Mussolini è ancora Cavaliere? “L’Espresso” monta un caso all’insegna del non senso
Così scrive Aristotele nell’Etica Nicomachea: «Questo solo è negato a Dio: disfare il passato». Questa massima, che è a fondamento dell’idea del tempo propria della nostra civiltà, risulta ignota all’Espresso. Sull’edizione on line del settimanale compare un breve articolo che rappresenta la negazione perfetta di quasi 2500 anni di pensiero occidentale: «Scandali: Benito Mussolini è ancora Cavaliere». Essì, il settimanale diretto da Bruno Manfellotto si “scandalizza“ del fatto che, a 69 anni dalla morte del capo del fascismo, questi risulti “ancora“ Cavaliere di Gran Croce, onorificenza conferitagli da Vittorio Emanuele III nel 1936. Domanda: che senso ha, per la Repubblica italiana, “revocare“ un’onorificenza conferita dal Regno d’Italia? Ma, al di là del profilo giuridico e istituzionale, quale potrà essere mai il valore storico e morale di un simile atto? Tale valore non potrà essere che lo zero. Perché, per avere valore, bisognerebbe dimostrare che Vittorio Emanuele compì un atto illegittimo o arbitrario. Ma ciò non può essere dimostrato per il semplice fatto che in quel momento Mussolini era al culmine della sua popolarità. La tesi dell’Espresso sarebbe plausibile solo se fosse possibile cancellare la storia, fare finta che il “già stato” non è in realtà “mai stato“. Ma, se ciò è “negato a Dio”, perché mai dovrebbe essere possibile per Manfellotto?

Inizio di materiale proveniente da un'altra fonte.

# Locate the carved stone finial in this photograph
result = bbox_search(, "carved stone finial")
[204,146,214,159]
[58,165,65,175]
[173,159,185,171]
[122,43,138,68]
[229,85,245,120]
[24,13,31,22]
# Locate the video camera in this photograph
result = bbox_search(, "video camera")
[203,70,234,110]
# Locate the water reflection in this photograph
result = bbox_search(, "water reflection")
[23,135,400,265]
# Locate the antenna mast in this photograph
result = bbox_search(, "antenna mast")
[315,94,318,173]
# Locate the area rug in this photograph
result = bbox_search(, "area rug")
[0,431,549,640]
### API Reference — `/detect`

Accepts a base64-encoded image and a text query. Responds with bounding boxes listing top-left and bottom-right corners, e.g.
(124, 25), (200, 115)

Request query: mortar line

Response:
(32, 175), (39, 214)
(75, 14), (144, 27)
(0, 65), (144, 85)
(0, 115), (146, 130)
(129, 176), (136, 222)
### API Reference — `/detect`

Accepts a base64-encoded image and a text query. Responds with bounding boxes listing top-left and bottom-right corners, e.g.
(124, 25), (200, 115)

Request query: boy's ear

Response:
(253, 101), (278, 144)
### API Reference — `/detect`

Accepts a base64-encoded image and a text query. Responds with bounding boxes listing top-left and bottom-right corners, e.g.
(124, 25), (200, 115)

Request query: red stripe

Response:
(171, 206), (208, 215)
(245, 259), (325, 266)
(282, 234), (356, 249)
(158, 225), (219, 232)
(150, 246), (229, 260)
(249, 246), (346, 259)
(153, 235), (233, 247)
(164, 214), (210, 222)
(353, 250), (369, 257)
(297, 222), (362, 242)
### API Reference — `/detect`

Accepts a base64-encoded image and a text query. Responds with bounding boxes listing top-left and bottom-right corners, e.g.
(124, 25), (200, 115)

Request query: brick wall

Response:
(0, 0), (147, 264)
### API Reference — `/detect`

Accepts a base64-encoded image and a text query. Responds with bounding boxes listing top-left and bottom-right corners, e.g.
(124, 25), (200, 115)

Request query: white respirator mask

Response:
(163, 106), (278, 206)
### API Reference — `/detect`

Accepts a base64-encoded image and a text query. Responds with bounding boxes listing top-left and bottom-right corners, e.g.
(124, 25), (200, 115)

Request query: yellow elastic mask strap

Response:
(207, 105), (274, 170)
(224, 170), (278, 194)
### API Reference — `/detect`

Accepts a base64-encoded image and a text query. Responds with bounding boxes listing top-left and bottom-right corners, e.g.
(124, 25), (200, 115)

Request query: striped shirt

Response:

Non è questione di fascismo o di antifascismo. Ma di logica o di illogica, di buon senso o di follia, di razionalità o di assurdità. Del resto, se gli antifascisti padri fondatori della Repubblica, se gli intellettuali più di sinistra del dopoguerra, se 11 presidenti della Repubblica, 26 presidenti del Consiglio, 19 presidenti del Senato, 14 presidenti della Camera e un’infinità di ministri, di parlamentari, presidenti della Consulta, professori ordinari di diritto costituzionale e di storia contemporanea, presidenti di Istituzioni culturali, se tutti costoro, non hanno mai sentito la necessità di sollevare il caso di quella vecchia onorificenza del 1936 un motivo ci sarà pure. Il motivo è che una cosa del genere non gli è saltata mai in mente, non perché siano stati “distratti”, ma perché hanno letto Aristotele, o, se non lo hanno letto, si sono tutti formati all’interno delle ferree categorie della razionalità occidentale. Ciò, evidentemente, non è accaduto all’Espresso. La pretesa di dare un senso storico e logico all’eventuale revoca del Cavalierato a Mussolini ricorda un po’ la moda di riscrivere in chiave politicamente corretta le favole di Andersen o dei fratelli Grimm. L’unico problema è che la poesia della fiaba è cosa ben diversa dalla tragedia della storia. E scusate se è poco.